Quote Originally Posted by winmonster View Post
With the base egg, what would I looking at as far as accessories goes to get me into smoking? Thermometers, any recommendations? The previous Webers did fine as grills for burgers, chicken and steaks. I'm really looking to get into slap-yo-mama brisket/ribs/etc. Brisket first because I'm from Texas and cannot find anything proper up here. The butchers typically even remove the fat cap (Heathens!).
I have an iGrill 2. It works fine, but doesn't have very good range. Bluetooth connection sometimes drops from my phone requiring a restart of the thermometer base. Best thing is it isn't very expensive.

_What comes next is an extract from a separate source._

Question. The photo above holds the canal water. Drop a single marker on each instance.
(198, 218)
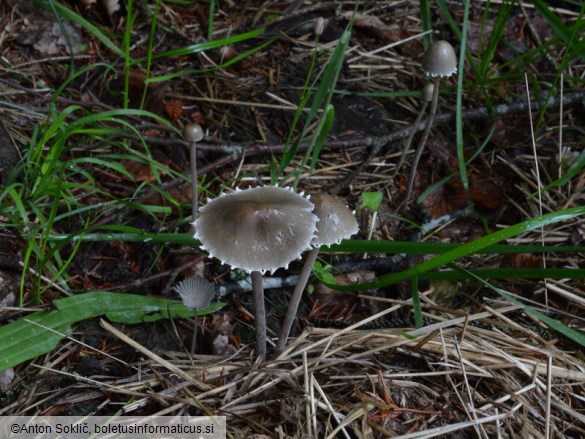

Get the ceramic heat diffuser thing. I think BGE calls it a plate setter? These two things, good charcoal, and some big oak lumps and you'll be all set.

Run your brisket however Aaron Franklin tells you to (though he isn't a big fan of these types of smokers) ... coarse black pepper, salt, no more than 0.25 inch thick fat cap, 275 degrees, wrap when the bark color is right. Run it with heat until it is done (skewer test, it's tough to put a probe in a brisket, though I always run one for smoker temp anyway) Rest it 1.4 times as long as you can stand to. At least an hour. I've gone as long as 4 hrs foiled and wrapped in towels in a cooler and it was still too hot to hold.

I highly recommend smoking a decent number of chickens to figure the thing out before buying a brisket.